We may not have gotten the promised most transparent administration ever, but we do have the most transparent citizenry ever.

As Mark Steyn writes:

When the state has the capability to know everything except the difference between right and wrong, it won’t end well.

Remember, this is what an administration that doesn't even think we are at war is willing to do.

UPDATE: And yes, when everything is a crime, government knowledge of everything we do is a problem. Which fits with my long-running frustration that our federal government is criminalizing everything. Tip to Instapundit.

Remember when the expression "Don't make a federal issue out of it" was saying "don't make such a big deal of a small issue"? That was when states handled crimes and the federal government criminalized only the most important things of national importance or those that spanned state jurisdictions.
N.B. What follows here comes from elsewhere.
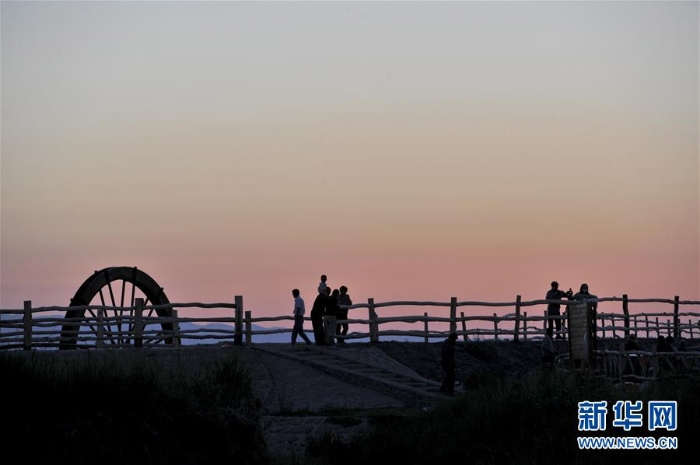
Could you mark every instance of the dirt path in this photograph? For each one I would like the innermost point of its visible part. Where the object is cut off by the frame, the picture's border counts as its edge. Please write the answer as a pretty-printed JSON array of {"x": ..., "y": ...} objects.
[{"x": 300, "y": 387}]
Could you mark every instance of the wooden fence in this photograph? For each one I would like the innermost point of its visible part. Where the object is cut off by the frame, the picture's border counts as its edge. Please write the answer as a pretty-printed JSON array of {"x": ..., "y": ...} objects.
[{"x": 140, "y": 326}]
Now the expression doesn't make sense since the federal government is in everything. Which makes our constitution's protections against double jeopardy almost pointless since more and more crimes are crimes at the state and federal level, making it possible to prosecute twice for the same crime but under different levels of law.

Are we getting closer to finding that the Soviet practice of defining what is legal and assuming all else is illegal is more efficient than our practice of defining what is illegal? And they could boast of reducing the U.S. Code and administrative rules!